O ministro Alexandre de Moraes, do Supremo Tribunal Federal (STF), autorizou o ex-presidente Jair Bolsonaro a deixar a prisão domiciliar no próximo sábado (16) para realizar uma série de exames médicos em Brasília. A medida atendeu a solicitação feita por sua defesa, permitindo a ida ao Hospital DF Star, onde poderá permanecer por um período entre seis e oito horas.

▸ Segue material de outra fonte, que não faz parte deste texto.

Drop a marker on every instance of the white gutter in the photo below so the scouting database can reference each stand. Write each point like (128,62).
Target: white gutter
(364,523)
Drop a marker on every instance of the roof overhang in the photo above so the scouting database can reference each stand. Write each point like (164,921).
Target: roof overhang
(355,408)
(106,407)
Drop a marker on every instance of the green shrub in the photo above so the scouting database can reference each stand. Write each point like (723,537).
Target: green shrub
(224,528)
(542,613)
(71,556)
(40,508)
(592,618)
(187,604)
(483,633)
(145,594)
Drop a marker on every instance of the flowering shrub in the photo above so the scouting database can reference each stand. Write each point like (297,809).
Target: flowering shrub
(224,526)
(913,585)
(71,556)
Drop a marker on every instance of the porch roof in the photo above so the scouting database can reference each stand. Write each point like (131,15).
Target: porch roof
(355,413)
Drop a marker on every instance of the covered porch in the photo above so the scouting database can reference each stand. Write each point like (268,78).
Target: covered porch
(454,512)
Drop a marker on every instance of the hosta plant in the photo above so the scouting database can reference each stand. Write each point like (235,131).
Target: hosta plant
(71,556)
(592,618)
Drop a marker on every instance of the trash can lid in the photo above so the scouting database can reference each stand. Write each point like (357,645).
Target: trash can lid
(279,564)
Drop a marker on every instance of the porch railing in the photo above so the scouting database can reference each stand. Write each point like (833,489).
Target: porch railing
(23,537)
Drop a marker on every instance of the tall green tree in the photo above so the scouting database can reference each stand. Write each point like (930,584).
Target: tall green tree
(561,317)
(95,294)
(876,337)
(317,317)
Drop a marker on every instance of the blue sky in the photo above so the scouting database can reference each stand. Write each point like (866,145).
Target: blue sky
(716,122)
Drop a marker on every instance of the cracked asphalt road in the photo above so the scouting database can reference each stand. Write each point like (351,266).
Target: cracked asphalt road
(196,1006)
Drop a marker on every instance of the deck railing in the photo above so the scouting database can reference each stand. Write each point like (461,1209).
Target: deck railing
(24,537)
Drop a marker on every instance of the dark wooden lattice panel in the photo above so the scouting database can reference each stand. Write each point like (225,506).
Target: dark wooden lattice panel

De acordo com a decisão, Bolsonaro deverá apresentar, no prazo de 48 horas, um atestado de comparecimento contendo a descrição dos procedimentos realizados e os horários exatos do atendimento. A defesa informou que ele apresenta quadro de refluxo e soluços persistentes. Os exames previstos incluem análises de sangue e urina, endoscopia, tomografia computadorizada, ultrassonografia e ecocardiograma.

Durante o deslocamento e permanência fora de casa, Bolsonaro seguirá sendo monitorado por tornozeleira eletrônica. A Secretaria de Administração Penitenciária do Distrito Federal será responsável por acompanhar todo o trajeto e fiscalizar o uso do equipamento.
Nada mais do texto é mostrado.